Against these thoughts, last night I watched the “women’s” figure skating medals round, and it was a travesty. A 15-year-old Russian girl, hailed as the possible GOAT, crumbled on international television as the pressure of a doping scandal bore down on her. Meanwhile, her 17-year-old teammate threw a truly epic tantrum because she didn’t win the gold, and their other 17-year-old teammate—the actual gold medalist—sat alone, clutching a stuffed animal, unnoticed by any adult for an uncomfortable amount of minutes.
As the scene unfolded almost surreally, all I could think was: the grownups are failing.
Near the end of the series, a protagonist in Station 11 said something like, you only need one person. If you have one person pulling for you, or one person caring for you, or one person looking to you for reassurance and protection, then you have purpose. You can keep going. And you’ll find other people along the way.
On this the eve of my firstborn’s birthday—my eldest son, the one who turned me into a mother, the first person to ever depend on me fully, to have shown me that I will fail but it doesn’t matter as long as I keep trying—I invite you to look around and find a child who needs a person, even if just momentarily. Then be that person.
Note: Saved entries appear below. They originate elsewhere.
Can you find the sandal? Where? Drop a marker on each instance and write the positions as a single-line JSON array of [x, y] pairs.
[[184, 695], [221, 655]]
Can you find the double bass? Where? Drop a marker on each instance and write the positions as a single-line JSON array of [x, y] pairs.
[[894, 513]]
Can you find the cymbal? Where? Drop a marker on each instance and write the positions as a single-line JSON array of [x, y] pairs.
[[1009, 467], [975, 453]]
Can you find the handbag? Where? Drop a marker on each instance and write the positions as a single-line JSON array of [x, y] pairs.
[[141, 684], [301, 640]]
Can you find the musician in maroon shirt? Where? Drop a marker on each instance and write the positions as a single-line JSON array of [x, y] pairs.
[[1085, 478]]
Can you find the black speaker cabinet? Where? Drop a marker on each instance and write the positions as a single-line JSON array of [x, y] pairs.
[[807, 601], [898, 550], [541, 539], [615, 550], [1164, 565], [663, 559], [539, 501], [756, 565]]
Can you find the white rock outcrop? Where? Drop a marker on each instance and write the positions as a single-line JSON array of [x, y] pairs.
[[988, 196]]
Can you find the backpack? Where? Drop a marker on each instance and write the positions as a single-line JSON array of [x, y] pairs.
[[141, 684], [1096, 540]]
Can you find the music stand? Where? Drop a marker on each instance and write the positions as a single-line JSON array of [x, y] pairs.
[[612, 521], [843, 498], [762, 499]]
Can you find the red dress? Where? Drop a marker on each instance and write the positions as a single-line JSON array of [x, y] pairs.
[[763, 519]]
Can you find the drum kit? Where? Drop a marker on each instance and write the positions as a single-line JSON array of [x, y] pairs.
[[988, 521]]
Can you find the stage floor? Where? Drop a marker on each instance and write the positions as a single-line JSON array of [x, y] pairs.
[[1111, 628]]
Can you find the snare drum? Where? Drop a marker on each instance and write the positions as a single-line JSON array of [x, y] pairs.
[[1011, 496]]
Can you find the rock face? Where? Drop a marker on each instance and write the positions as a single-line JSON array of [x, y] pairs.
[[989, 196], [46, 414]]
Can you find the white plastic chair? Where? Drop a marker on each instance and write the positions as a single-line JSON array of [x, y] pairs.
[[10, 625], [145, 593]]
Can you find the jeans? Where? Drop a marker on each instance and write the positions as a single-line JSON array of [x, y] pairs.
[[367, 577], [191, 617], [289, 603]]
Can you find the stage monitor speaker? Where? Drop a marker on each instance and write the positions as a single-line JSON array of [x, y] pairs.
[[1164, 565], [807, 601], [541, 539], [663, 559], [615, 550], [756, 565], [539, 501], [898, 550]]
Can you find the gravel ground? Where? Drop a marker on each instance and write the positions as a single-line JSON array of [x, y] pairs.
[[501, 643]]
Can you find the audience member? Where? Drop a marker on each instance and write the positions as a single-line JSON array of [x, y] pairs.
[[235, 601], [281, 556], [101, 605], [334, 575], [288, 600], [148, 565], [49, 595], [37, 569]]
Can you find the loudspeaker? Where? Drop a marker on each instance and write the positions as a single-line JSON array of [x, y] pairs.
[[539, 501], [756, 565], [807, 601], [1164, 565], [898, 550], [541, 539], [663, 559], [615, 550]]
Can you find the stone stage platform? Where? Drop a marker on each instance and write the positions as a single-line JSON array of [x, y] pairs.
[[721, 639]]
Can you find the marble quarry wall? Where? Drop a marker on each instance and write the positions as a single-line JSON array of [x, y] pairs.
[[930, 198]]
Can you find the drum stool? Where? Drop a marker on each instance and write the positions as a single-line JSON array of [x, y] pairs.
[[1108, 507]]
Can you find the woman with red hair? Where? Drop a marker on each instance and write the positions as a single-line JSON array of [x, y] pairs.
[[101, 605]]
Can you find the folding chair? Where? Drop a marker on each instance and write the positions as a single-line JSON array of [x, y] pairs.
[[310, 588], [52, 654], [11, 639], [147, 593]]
I’ve both read and watched Station 11. Although I loved the book (and its companion book, the Glass Hotel), the show brought some new elements to it that I enjoyed even more. Episode 7 was my favorite episode, maybe one of my favorite episodes of television. (On the other hand I hated episode 9.) I, too, was moved by the way the show portrayed children as complex, capable people who both contribute and depend on you.
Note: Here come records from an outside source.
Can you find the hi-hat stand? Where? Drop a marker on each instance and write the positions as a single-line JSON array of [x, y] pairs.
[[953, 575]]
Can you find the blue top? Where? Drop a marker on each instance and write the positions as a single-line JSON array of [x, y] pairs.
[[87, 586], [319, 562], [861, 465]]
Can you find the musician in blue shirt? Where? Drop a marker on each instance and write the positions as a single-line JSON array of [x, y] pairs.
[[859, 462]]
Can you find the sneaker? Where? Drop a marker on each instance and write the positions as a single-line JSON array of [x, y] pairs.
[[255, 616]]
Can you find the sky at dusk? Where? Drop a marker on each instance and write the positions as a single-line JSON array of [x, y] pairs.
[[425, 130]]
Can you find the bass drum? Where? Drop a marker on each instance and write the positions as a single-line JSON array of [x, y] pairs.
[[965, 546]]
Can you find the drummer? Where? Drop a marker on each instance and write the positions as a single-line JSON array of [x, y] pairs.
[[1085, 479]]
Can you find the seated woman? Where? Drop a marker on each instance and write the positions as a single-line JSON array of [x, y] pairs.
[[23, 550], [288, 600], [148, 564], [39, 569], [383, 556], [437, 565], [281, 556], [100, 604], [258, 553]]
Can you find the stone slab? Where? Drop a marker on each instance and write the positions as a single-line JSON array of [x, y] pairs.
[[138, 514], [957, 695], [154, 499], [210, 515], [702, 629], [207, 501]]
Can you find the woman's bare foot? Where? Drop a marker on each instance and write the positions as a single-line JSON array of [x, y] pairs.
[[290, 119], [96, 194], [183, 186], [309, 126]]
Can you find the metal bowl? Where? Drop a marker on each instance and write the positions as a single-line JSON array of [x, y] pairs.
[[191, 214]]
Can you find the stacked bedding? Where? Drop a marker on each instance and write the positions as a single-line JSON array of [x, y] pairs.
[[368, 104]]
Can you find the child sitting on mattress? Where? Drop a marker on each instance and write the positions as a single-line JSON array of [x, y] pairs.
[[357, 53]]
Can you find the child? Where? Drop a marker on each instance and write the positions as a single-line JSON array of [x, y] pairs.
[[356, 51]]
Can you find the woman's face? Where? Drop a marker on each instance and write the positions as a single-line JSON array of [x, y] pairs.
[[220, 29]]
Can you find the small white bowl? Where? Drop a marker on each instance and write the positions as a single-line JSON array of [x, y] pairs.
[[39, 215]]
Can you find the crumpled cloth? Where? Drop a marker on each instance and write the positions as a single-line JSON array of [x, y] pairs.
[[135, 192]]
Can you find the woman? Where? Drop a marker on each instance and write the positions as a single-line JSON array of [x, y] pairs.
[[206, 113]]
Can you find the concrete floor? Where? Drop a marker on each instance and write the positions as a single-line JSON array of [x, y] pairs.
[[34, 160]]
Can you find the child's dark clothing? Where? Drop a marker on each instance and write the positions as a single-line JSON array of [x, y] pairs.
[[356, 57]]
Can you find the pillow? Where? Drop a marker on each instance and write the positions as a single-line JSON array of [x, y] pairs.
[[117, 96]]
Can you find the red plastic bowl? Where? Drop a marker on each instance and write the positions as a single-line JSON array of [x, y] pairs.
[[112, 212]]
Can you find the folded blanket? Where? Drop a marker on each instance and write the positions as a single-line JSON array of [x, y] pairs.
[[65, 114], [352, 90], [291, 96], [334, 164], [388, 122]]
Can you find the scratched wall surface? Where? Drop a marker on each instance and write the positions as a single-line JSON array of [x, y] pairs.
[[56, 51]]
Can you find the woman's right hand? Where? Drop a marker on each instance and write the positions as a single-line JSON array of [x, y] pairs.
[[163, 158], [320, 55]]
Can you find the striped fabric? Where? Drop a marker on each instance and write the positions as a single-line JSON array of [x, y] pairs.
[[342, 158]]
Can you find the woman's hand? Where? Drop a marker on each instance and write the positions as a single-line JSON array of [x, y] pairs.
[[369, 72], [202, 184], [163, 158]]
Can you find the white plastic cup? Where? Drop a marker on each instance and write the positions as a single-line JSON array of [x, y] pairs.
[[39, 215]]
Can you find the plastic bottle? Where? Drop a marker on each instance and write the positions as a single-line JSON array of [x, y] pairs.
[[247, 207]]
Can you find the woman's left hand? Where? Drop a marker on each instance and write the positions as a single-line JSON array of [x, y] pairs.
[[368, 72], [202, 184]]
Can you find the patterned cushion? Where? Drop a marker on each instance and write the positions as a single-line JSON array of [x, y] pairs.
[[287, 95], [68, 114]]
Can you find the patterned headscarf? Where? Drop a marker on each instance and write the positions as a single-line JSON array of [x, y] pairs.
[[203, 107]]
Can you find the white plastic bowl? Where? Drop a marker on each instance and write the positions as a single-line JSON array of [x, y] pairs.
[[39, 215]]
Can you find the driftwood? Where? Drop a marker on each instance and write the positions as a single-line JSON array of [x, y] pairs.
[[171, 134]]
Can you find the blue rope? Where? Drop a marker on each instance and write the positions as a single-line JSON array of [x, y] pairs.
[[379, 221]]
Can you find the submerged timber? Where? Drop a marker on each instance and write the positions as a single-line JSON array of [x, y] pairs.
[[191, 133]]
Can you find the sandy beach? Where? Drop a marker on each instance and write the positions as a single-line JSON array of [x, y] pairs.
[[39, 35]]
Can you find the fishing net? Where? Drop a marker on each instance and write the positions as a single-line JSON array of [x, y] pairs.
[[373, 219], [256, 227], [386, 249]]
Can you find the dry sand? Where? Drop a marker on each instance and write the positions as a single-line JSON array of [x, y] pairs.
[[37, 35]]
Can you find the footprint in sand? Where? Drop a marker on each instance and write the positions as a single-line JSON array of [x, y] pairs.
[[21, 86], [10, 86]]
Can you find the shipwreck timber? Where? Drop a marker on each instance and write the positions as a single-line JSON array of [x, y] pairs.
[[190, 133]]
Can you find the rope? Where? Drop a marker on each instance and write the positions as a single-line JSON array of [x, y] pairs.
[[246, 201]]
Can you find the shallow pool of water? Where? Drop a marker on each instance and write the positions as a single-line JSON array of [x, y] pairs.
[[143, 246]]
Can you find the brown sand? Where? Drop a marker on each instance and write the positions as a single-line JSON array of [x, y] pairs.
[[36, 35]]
My oldest is 13, and I still remember holding her as a newborn, real, pressed against me and yet a distinct and separate being, and I was crying and my husband asked me why and I answered “because she’s already growing away from me”. He thought I was being funny and overly dramatic, but I was serious and I can still feel what I felt then: a part of myself had broken free of my body and was already on a slow, but steady trajectory away from me. I know that’s good and right, and it’s in many ways easier now that she’s tall and bony and doesn’t smell like a newborn baby when I kiss her head, but that vulnerable and unsteady sense of just letting your heart walk around outside your body never goes away.
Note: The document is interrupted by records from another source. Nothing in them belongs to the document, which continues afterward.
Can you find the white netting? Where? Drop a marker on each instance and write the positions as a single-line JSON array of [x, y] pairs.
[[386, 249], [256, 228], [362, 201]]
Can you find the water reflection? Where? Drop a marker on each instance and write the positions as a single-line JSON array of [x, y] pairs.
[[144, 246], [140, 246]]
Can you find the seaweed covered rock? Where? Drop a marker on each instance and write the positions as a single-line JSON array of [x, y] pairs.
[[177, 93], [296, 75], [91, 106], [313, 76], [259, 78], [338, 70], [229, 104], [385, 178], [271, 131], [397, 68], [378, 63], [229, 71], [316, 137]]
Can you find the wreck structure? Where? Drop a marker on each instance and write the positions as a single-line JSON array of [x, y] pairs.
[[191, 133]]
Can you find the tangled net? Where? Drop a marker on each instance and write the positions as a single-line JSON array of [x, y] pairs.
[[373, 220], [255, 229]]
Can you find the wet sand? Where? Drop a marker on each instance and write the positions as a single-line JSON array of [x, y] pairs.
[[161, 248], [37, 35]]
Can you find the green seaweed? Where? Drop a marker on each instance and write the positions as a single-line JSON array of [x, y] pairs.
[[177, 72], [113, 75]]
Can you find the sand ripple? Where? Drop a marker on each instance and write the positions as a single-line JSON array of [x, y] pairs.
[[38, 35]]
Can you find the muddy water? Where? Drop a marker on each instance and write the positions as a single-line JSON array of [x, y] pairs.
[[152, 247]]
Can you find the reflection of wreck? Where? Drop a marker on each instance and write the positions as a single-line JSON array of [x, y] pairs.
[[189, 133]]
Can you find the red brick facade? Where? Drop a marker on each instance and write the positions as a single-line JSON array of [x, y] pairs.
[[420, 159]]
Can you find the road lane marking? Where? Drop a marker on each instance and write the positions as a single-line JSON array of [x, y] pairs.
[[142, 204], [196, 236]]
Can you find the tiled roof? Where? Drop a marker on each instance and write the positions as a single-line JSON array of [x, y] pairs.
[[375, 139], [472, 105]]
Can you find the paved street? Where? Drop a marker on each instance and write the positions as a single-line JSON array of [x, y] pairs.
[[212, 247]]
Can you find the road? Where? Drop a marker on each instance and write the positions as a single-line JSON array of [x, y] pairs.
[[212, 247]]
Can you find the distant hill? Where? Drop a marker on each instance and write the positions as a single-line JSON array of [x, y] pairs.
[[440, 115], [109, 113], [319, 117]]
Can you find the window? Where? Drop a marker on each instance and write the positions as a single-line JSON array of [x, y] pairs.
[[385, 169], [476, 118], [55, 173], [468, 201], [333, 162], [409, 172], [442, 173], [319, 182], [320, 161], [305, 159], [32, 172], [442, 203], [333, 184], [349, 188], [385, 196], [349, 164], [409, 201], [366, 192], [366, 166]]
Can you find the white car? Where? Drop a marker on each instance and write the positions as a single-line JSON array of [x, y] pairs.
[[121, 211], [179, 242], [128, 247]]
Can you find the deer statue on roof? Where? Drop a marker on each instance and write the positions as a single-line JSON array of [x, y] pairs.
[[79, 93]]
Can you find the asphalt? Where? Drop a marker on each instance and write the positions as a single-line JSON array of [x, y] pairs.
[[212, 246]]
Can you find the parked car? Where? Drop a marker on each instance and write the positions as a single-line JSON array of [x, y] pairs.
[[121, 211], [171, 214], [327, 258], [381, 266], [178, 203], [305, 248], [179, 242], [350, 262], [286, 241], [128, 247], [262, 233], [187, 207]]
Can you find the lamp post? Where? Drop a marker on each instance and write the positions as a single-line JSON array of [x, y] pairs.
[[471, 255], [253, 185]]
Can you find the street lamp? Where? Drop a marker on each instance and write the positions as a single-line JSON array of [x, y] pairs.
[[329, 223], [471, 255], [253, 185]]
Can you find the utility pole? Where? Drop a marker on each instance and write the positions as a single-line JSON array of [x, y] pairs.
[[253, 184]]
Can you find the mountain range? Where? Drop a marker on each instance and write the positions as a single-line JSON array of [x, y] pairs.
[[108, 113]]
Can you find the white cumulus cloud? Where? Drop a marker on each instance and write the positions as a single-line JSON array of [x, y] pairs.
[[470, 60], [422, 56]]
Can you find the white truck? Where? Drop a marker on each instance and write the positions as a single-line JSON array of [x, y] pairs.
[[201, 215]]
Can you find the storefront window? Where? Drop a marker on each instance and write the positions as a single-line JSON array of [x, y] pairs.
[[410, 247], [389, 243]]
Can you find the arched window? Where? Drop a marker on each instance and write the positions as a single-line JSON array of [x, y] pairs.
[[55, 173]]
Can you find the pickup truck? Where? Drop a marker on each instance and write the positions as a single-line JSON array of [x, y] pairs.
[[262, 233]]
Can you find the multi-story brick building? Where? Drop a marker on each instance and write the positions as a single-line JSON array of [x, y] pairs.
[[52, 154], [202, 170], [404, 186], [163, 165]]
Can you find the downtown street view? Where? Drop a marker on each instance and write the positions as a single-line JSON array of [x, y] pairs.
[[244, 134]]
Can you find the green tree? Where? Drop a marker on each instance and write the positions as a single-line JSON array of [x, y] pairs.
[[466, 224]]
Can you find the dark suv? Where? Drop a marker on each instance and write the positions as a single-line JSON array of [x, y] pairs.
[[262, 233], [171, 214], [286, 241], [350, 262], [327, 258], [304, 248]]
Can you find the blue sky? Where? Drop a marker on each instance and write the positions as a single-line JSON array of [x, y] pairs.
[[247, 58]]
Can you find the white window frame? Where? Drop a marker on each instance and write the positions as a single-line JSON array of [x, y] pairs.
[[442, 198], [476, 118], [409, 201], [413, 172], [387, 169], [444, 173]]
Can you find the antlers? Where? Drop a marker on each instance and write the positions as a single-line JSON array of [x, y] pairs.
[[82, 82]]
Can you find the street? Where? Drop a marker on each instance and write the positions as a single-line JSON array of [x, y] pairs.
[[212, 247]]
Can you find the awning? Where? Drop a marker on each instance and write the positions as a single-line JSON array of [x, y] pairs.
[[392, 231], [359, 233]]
This was really beautiful. And makes me want to read/watch Station 11. (The resemblance to Kirsten is extremely there, happy birthday to Ethan!) How lovely, to have this writing from different times in his life to lay out in a triptych like this.
I’m not a mom, but I have a mom; and reading this makes me think of her, and getting to see her soon for the first time in a while, being 30 and living far away — the only trip with just the two of us we’ve gotten to take in close to a decade. We both can’t talk about anything but how impatient we are for it. It’s a wonderful, sad, happy feeling.